Since K473R and K473Q show decreased System xc activity and membrane expression, we sought to use immunocytochemistry coupled with confocal microscopy to determine the intracellular localization of these mutants compared to WT. K473R is not glycosylated, a process that is initiated in the ER; therefore, we hypothesized that K473R may be retained in the ER. As expected, K473R appeared to be primarily localized around the nucleus (Figure 7 and Figure 8), with no plasma membrane expression (Figure 8). WT xCT, however, exhibited staining throughout intracellular compartments and the plasma membrane (Figure 7 and Figure 8). Using phosphodiester isomerase (PDI) as an ER marker, we observed extensive colocalization of K473R with PDI (Figure 7). We calculated the fraction of the K473R signal that colocalized with PDI by performing a Manders colocalization analysis.
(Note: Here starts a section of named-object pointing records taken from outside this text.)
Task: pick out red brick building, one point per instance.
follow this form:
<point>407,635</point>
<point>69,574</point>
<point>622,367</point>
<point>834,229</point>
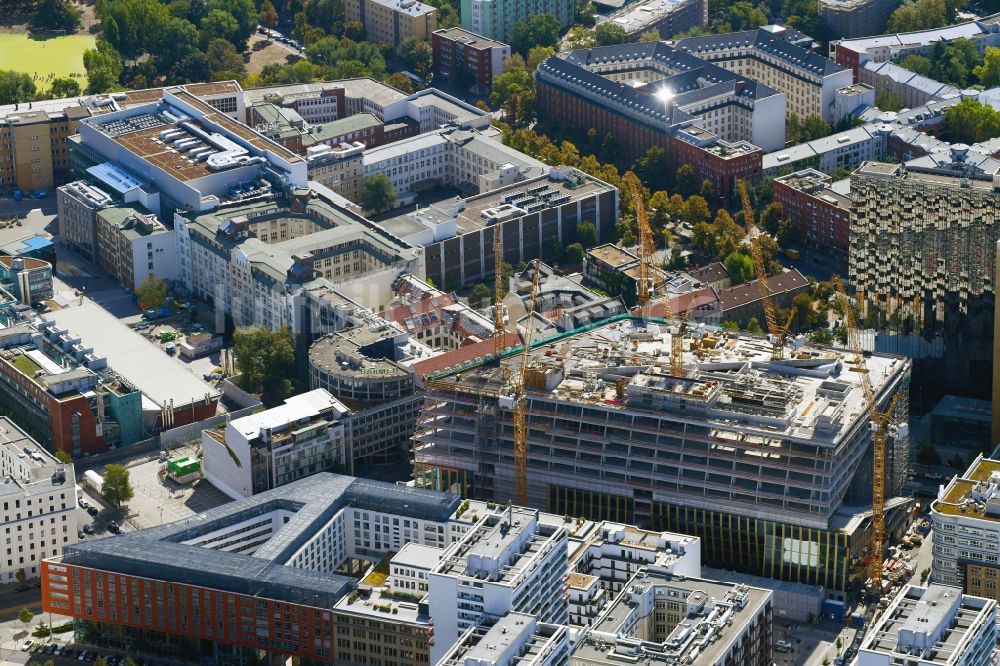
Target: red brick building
<point>465,58</point>
<point>823,215</point>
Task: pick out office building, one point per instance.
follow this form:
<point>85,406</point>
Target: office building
<point>966,517</point>
<point>133,244</point>
<point>856,18</point>
<point>260,577</point>
<point>509,561</point>
<point>652,94</point>
<point>252,258</point>
<point>495,19</point>
<point>677,454</point>
<point>926,626</point>
<point>50,381</point>
<point>28,279</point>
<point>821,212</point>
<point>778,58</point>
<point>393,21</point>
<point>467,59</point>
<point>665,619</point>
<point>253,454</point>
<point>193,156</point>
<point>39,504</point>
<point>922,255</point>
<point>667,17</point>
<point>456,234</point>
<point>515,638</point>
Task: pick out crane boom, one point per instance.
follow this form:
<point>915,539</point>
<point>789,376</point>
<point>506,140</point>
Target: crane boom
<point>499,332</point>
<point>521,405</point>
<point>881,422</point>
<point>778,332</point>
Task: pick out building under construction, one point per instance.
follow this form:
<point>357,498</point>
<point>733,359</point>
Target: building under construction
<point>766,461</point>
<point>922,260</point>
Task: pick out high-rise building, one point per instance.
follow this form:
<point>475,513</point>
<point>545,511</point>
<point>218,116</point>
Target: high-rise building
<point>39,514</point>
<point>753,456</point>
<point>495,19</point>
<point>922,259</point>
<point>929,625</point>
<point>966,518</point>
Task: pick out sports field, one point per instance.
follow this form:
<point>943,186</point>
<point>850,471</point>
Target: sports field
<point>46,59</point>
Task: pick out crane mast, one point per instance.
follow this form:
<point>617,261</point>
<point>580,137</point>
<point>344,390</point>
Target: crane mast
<point>499,332</point>
<point>647,248</point>
<point>521,404</point>
<point>778,332</point>
<point>881,423</point>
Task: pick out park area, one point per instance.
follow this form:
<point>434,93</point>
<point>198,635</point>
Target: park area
<point>46,59</point>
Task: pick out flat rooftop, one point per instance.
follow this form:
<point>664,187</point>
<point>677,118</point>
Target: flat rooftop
<point>161,378</point>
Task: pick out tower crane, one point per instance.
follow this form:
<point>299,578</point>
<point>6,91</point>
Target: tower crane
<point>882,425</point>
<point>647,248</point>
<point>499,332</point>
<point>777,332</point>
<point>515,400</point>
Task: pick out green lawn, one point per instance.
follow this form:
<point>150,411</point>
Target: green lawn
<point>60,56</point>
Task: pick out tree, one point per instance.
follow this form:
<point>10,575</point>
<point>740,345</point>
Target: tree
<point>574,253</point>
<point>538,30</point>
<point>400,82</point>
<point>116,489</point>
<point>152,293</point>
<point>481,295</point>
<point>56,15</point>
<point>609,33</point>
<point>586,233</point>
<point>379,193</point>
<point>223,60</point>
<point>62,88</point>
<point>269,15</point>
<point>988,72</point>
<point>418,55</point>
<point>917,15</point>
<point>969,121</point>
<point>16,87</point>
<point>917,64</point>
<point>739,266</point>
<point>514,92</point>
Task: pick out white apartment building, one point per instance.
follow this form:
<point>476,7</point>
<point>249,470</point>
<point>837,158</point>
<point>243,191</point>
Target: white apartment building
<point>38,493</point>
<point>935,625</point>
<point>268,449</point>
<point>508,561</point>
<point>460,158</point>
<point>778,58</point>
<point>966,519</point>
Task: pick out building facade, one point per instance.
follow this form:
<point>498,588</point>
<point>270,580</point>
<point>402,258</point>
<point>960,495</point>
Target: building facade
<point>495,19</point>
<point>822,214</point>
<point>393,21</point>
<point>39,515</point>
<point>463,57</point>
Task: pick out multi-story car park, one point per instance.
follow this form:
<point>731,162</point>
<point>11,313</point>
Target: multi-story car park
<point>39,515</point>
<point>753,456</point>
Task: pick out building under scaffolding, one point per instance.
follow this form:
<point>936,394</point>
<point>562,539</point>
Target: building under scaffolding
<point>922,254</point>
<point>756,457</point>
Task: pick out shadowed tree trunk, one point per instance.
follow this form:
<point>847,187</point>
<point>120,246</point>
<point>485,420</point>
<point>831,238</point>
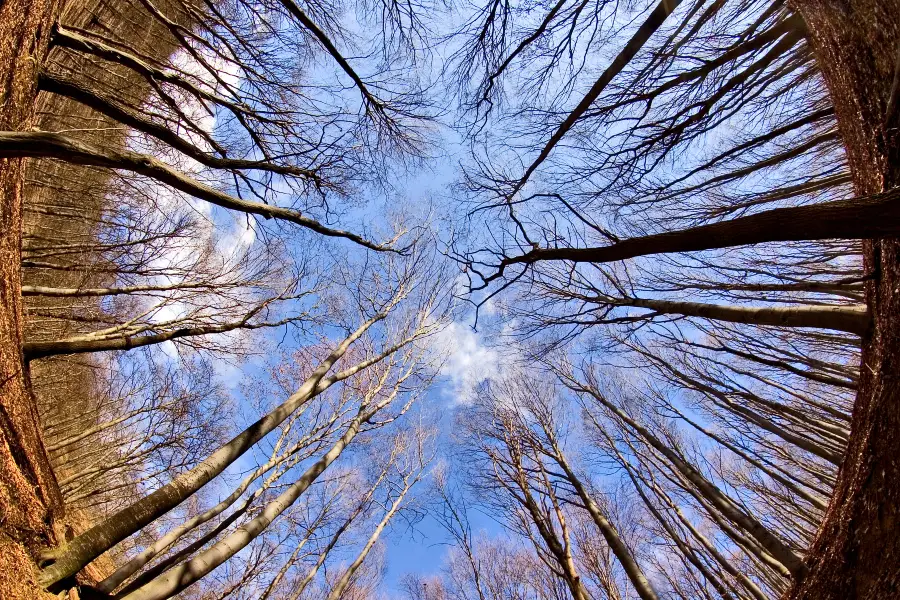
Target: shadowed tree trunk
<point>29,496</point>
<point>856,553</point>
Compared to WT, K473R exhibited significantly higher Manders colocalization with PDI, suggesting nearly 75% of K473R was localized to the ER, while only 40% of the WT was localized in the ER (one-way ANOVA F(2,27) = 7.81, p = 0.002; post hoc Tukey analysis of K473R (p = 0.002) exhibits higher Manders colocalization with ER relative to WT).
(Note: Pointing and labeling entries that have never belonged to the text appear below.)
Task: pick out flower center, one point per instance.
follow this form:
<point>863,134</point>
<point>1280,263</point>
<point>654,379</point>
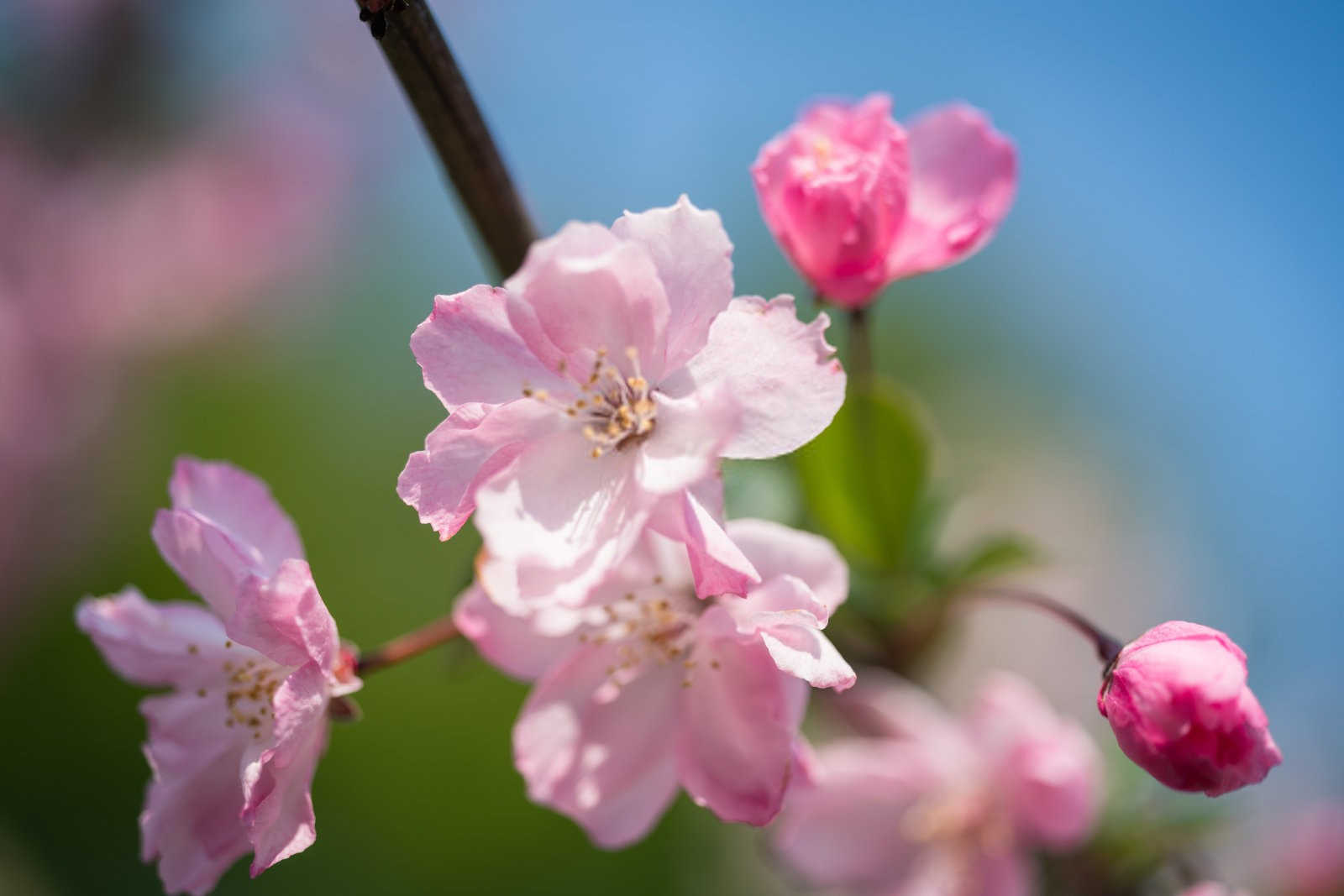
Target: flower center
<point>617,410</point>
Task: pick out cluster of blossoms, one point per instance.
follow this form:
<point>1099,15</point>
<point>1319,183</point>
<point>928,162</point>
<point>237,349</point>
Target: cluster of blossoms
<point>589,402</point>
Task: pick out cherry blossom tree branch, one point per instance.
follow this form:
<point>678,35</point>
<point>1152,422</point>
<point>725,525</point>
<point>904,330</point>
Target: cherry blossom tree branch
<point>1108,647</point>
<point>443,101</point>
<point>407,647</point>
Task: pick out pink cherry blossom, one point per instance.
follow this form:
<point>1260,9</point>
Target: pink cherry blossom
<point>595,396</point>
<point>1180,708</point>
<point>857,202</point>
<point>234,745</point>
<point>651,689</point>
<point>929,804</point>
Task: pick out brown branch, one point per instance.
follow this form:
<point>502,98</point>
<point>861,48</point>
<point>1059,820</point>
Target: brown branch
<point>420,58</point>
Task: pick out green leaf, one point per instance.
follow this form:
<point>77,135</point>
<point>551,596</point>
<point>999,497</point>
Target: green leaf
<point>991,557</point>
<point>866,477</point>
K473Q, the acetylation mimic, is N- and O-glycosylated but exhibits reduced cell surface expression with respect to WT. In addition, it is sensitive to EndoH treatment. N-linked glycosylation matures as the protein continues from the cis-Golgi to the trans-Golgi, and most O-linked glycosylation occurs either in a translational area between the ER and Golgi or in the cis-Golgi [49]. Therefore, we hypothesized that K473Q may exit the ER but may be retained in the cis Golgi or other transport vesicles that are involved in the constitutive trafficking pathway [50]. ICC analysis of K473Q showed localization around the nucleus and a lack of plasma membrane expression, similar to K473R (Figure 7 and Figure 8). Again, significantly more K473Q co-localized with PDI relative to WT (p = 0.025), suggesting that the majority of the K473Q is still maintained in the ER (Figure 7).
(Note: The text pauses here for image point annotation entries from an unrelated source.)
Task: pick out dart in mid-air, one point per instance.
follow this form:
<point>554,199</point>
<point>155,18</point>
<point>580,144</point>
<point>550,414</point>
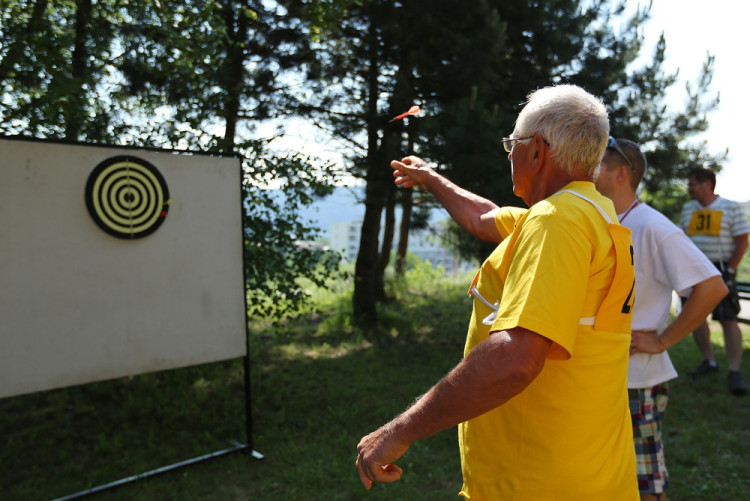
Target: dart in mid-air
<point>414,110</point>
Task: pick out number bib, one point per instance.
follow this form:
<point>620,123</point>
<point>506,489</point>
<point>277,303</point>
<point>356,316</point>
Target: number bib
<point>705,222</point>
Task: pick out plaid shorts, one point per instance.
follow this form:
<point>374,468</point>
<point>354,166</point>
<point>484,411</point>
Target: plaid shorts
<point>647,406</point>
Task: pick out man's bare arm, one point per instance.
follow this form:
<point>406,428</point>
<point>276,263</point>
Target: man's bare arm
<point>493,372</point>
<point>474,213</point>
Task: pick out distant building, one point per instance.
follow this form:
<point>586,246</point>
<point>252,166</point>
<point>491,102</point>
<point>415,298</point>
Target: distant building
<point>344,238</point>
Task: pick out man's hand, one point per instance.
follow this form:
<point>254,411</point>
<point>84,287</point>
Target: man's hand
<point>646,342</point>
<point>410,171</point>
<point>377,451</point>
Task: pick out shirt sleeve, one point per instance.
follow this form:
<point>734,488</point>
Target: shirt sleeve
<point>505,219</point>
<point>682,263</point>
<point>740,225</point>
<point>541,294</point>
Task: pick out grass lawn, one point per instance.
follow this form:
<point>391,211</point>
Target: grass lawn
<point>317,387</point>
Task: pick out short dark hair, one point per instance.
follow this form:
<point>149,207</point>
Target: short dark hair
<point>702,175</point>
<point>635,156</point>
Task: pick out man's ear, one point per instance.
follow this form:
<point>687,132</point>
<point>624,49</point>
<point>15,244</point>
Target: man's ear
<point>540,155</point>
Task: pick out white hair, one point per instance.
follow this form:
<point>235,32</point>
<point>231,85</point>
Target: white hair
<point>573,122</point>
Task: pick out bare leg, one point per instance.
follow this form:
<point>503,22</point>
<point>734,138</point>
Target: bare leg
<point>733,342</point>
<point>702,336</point>
<point>652,497</point>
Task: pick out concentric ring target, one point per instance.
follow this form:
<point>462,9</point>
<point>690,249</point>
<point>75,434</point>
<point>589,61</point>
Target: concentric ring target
<point>127,197</point>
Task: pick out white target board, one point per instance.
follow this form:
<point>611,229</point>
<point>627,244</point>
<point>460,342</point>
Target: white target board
<point>116,262</point>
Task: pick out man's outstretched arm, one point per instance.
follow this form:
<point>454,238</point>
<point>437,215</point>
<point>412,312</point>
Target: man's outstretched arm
<point>474,213</point>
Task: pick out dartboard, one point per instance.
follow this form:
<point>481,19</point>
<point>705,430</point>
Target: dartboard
<point>127,197</point>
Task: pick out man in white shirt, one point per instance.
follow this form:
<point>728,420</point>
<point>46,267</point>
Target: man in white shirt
<point>719,228</point>
<point>665,260</point>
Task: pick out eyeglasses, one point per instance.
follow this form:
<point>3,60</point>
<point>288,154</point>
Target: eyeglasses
<point>613,144</point>
<point>508,142</point>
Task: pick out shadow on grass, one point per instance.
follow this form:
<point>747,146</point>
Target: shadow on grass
<point>315,394</point>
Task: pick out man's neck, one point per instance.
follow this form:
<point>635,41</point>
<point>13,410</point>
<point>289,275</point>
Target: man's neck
<point>708,199</point>
<point>622,200</point>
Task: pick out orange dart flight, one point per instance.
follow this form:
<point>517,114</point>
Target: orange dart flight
<point>414,110</point>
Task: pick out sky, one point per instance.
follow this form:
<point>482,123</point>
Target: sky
<point>692,29</point>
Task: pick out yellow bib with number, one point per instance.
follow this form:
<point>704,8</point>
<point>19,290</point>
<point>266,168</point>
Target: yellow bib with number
<point>705,222</point>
To test our hypothesis that K473R is not exported to the Golgi but K473Q reaches the Golgi, we examined the localization of each mutant with GM130, a Golgi-specific marker. As expected, K473Q showed significantly increased colocalization with GM130 relative to WT and K473R (one-way ANOVA F(2,32) = 9.11, p < 0.001; post hoc Tukey test, p = 0.001 (WT) and p = 0.006 (K473R), respectively, exhibit lower colocalization than K473Q to the Golgi; Figure 8). Thus, WT xCT seems to disperse throughout the ER and plasma membrane, with very little retained within the Golgi. K473R, the acetylation deficient mutant, is withheld primarily within the ER, with virtually no colocalization to the Golgi or plasma membrane. However, K473Q, the acetylation mimic, appears to properly track through the ER and then become retained within the Golgi.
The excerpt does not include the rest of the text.